This is a follow up on T419457, from an alerting/monitoring perspective.
<+jinxer-wm> FIRING: [3x] ProbeDown: Service dse-k8s-ctrl1001:6443 has failed probes (http_dse_k8s_eqiad_kube_apiserver_ip4) #page - https://grafana.wikimedia.org/d/O0nHhdhnz/network-probes-overview?var-job=probes/custom&var-module=All - https://alerts.wikimedia.org/?q=alertname%3DProbeDown <+jinxer-wm> FIRING: [4x] ProbeDown: Service dse-k8s-ctrl1001:6443 has failed probes (http_dse_k8s_eqiad_kube_apiserver_ip4) #page - https://grafana.wikimedia.org/d/O0nHhdhnz/network-probes-overview?var-job=probes/custom&var-module=All - https://alerts.wikimedia.org/?q=alertname%3DProbeDown
This is a paging alert, which depending on the time/shift can also wake up an SRE on on-call. It seems that @Volans and @bking worked together on resolving this (please correct me if I am wrong).

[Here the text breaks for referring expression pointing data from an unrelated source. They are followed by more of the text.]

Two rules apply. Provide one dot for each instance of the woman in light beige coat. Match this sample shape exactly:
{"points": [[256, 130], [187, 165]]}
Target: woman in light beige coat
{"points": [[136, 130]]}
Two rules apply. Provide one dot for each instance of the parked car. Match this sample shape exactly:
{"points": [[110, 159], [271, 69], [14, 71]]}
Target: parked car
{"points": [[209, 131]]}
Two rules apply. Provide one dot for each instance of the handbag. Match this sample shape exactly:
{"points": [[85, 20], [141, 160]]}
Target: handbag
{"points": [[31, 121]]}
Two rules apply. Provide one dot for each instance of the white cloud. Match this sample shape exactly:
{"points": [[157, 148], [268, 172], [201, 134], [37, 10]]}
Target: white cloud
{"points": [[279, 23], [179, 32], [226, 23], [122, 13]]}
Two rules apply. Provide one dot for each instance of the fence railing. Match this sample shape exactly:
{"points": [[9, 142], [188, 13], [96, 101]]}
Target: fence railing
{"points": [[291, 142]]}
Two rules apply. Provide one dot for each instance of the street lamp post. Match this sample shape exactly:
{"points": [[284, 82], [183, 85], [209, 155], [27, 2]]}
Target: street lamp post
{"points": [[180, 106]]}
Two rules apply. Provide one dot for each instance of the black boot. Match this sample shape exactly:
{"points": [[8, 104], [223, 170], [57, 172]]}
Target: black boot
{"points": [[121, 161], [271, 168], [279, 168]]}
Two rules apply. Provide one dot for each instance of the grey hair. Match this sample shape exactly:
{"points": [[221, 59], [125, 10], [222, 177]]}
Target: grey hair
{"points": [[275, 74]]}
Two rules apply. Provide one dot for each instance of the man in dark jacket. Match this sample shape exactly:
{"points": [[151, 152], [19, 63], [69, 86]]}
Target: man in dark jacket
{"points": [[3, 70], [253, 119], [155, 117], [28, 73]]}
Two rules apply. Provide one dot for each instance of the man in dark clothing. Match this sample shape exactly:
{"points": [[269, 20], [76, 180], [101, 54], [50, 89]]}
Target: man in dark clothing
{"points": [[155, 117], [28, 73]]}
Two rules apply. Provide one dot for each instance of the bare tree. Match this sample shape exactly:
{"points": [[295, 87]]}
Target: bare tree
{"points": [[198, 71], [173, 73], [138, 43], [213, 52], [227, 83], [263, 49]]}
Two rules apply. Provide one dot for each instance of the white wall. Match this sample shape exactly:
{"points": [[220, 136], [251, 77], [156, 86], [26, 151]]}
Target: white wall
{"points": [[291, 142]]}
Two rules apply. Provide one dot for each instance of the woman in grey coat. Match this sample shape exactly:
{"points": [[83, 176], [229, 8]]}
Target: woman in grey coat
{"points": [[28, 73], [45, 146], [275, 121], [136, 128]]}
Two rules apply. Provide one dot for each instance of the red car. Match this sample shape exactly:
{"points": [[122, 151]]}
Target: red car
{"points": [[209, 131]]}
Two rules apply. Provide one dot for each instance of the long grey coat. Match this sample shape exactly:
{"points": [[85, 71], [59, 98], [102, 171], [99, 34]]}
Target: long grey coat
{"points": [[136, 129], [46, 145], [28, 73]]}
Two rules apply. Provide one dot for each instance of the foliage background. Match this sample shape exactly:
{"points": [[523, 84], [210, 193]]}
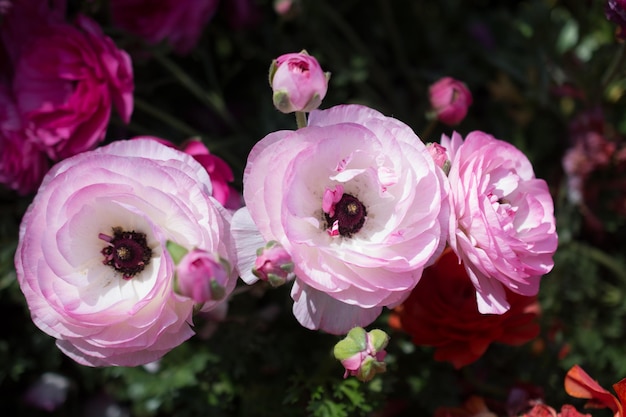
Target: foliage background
{"points": [[514, 57]]}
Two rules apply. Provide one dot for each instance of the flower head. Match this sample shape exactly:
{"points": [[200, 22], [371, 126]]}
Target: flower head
{"points": [[66, 79], [92, 259], [298, 82], [502, 224], [449, 99], [442, 312], [202, 276], [362, 353], [221, 174], [579, 384], [346, 200]]}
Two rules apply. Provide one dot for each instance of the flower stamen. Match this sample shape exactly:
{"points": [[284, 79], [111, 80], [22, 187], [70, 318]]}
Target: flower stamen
{"points": [[126, 252]]}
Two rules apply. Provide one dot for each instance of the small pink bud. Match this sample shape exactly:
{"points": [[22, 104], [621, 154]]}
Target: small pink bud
{"points": [[202, 276], [362, 353], [273, 264], [298, 82], [449, 99], [440, 156]]}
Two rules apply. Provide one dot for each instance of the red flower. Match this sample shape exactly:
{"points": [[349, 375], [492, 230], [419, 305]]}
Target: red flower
{"points": [[442, 312], [580, 385]]}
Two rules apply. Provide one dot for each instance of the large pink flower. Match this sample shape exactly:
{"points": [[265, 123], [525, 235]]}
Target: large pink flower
{"points": [[358, 203], [91, 258], [503, 225], [180, 22], [66, 78]]}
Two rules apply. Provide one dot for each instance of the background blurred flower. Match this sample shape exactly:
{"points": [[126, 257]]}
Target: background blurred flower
{"points": [[450, 100], [219, 171], [91, 260], [202, 277], [503, 226], [65, 78], [367, 250], [615, 11], [180, 23], [298, 82], [442, 312], [22, 163], [579, 384]]}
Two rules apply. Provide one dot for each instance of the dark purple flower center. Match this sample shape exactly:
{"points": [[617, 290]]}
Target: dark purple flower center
{"points": [[349, 214], [126, 252]]}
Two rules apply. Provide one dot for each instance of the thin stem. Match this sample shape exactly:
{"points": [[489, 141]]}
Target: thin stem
{"points": [[301, 119]]}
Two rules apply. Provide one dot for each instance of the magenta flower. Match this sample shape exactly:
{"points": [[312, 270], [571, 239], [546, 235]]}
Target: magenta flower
{"points": [[66, 78], [298, 82], [203, 277], [92, 259], [22, 163], [180, 23], [503, 226], [345, 198], [449, 99]]}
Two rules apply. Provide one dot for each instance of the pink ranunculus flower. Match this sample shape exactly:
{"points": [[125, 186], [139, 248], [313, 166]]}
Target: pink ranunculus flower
{"points": [[179, 22], [22, 163], [450, 100], [221, 174], [203, 277], [92, 260], [298, 82], [358, 203], [502, 225], [66, 78]]}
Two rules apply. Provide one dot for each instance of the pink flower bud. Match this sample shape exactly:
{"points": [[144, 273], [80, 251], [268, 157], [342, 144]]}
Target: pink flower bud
{"points": [[273, 264], [362, 353], [450, 99], [298, 82], [440, 156], [202, 276]]}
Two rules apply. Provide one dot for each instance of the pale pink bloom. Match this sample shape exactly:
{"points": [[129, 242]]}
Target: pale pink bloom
{"points": [[66, 78], [502, 225], [91, 258], [221, 174], [370, 252], [179, 22], [450, 100], [203, 277], [298, 82]]}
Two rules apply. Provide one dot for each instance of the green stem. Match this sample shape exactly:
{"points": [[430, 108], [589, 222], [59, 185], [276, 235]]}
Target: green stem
{"points": [[301, 119], [165, 117]]}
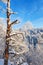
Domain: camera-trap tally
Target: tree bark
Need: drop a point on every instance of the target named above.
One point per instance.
(6, 53)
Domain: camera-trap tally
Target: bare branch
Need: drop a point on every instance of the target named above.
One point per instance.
(14, 22)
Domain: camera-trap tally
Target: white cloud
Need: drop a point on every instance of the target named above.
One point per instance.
(27, 25)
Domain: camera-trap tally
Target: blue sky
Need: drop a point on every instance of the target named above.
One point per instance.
(28, 10)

We discussed this briefly in the SRE meeting today and have two immediate follow-ups:
- Should this have been a paging alert?
- If yes, it does raise the question of ownership of this alert since most (all?) non-DP SREs probably do not have the requisite knowledge to either debug or implement a fix for this alert. Given that DP SREs are not part of on-call, this raises the question of the ownership of this and other such alerts that are paging from DP's perspective but need to be handled by the on-call SRE(s).
I am taking the liberty to add @Gehel and @bking for the initial discussion, as the manager and the responder on the last incident respectively, from DP SRE.